简体   繁体   English

使用正则表达式在每个匹配项中查找和替换任意数量的元素

[英]Using regex to find-and-replace an arbitrary number of elements per match

My goal is to recognize bold parenthesized text in a markup language, eg.:我的目标是识别标记语言中加粗括号的文本,例如:

[B] blah blah (foo) blah [/B]

and use regex to surround it with another tag, like so:并使用正则表达式用另一个标签包围它,如下所示:

[B] blah blah [C](foo)[/C] blah [/B]

Here's my attempt at this using Python:这是我使用 Python 进行的尝试:

outtext = re.sub(r'(\[B\].*?)(\(.*?\))(.*?\[/B\])', r'\1[C]\2[/C]\3', intext)

The problem is, it doesn't work if there are multiple parenthesized strings within the block:问题是,如果块中有多个带括号的字符串,它就不起作用:

Input: [B] (foo) (bar) [/B]
Expected: [B] [C](foo)[/C] [C](bar)[/C] [/B]
Actual: [B] [C](foo)[/C] (bar) [/B]

I know the reason why this is happening, but I don't know how to fix it.我知道发生这种情况的原因,但我不知道如何解决。 Is it possible to change my regex so that it's able to find-and-replace an arbitrary number of parenthesized strings within each block, as opposed to just one?是否可以更改我的正则表达式,以便它能够在每个块中查找和替换任意数量的带括号的字符串,而不是一个?

First I thought regex alone is not capable of solving the problem.首先,我认为仅靠正则表达式无法解决问题。 JvdV prooved this wrong, well done. JvdV 证明这是错误的,做得很好。 Honestly, I do not understand this regex anymore.老实说,我不再理解这个正则表达式了。
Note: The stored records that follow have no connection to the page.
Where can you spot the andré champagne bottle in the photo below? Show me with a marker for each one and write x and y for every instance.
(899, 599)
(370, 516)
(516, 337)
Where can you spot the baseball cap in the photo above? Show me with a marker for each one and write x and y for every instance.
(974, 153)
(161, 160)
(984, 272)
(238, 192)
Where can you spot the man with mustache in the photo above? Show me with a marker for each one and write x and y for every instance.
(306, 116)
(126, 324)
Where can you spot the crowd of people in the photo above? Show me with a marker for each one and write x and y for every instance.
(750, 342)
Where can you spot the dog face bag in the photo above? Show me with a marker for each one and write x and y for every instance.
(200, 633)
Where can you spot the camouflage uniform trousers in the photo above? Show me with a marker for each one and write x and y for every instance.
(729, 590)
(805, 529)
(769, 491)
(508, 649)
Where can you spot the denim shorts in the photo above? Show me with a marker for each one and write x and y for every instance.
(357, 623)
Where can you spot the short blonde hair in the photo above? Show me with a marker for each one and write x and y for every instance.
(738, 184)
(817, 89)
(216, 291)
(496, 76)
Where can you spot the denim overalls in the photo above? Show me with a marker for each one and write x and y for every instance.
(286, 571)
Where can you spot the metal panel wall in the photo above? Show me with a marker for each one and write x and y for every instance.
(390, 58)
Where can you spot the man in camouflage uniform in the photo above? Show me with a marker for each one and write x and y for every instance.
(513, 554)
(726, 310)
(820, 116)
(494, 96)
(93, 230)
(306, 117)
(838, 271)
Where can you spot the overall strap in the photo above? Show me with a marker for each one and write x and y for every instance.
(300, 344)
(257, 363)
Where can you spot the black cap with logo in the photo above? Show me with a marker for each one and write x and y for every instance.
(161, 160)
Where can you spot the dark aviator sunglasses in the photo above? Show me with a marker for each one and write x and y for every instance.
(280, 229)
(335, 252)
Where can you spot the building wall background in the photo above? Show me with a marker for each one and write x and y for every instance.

I solved it with some easier regex and a bit of python我用一些更简单的正则表达式和一些 python 解决了它

import re

intext = '[B] (foo) (bar) [/B] (not) [B] (this again) [/B]'

boldParts = re.findall(r'\[B\].*?\[/B\]', intext)
outtext = intext
for part in boldParts:
    replacement = re.sub(r'(\(.*?\))', r'[C]\1[/C]', part)
    outtext = outtext.replace(part, replacement)

print(outtext)

First I look for only the bold parts in the intext, then it's easy to replace the thing in parentheses.首先我只在文本中查找粗体部分,然后很容易替换括号中的内容。 And replace it in the outtext again.并再次在文本中替换它。

Admittedly not the shortest or most elegant way of doing it, but maybe a little more readable.不可否认,这不是最短或最优雅的方式,但可能更具可读性。

This kind of problem is typically resolved by replacing matches only inside other matches.此类问题通常通过仅替换其他匹配项中的匹配项来解决。 You need to run a re.sub with a regex that will match all B tagged substrings, and replace multiple occurrences of strings between parentheses only inside those matches using a callable in re.sub as a replacement argument.您需要使用正则表达式运行re.sub ,该正则表达式将匹配所有B标记的子字符串,并使用re.sub的可调用项作为替换参数,仅在这些匹配项内替换括号之间出现的多次字符串。

Here is the solution:这是解决方案:

import re
text = "[B] blah blah (foo) blah [/B]\n[B] (foo) (bar) [/B]"
print(re.sub(r'(?s)\[B].*?\[/B]', lambda x: re.sub(r'\([^()]*\)', r'[C]\g<0>[/C]', x.group()), text))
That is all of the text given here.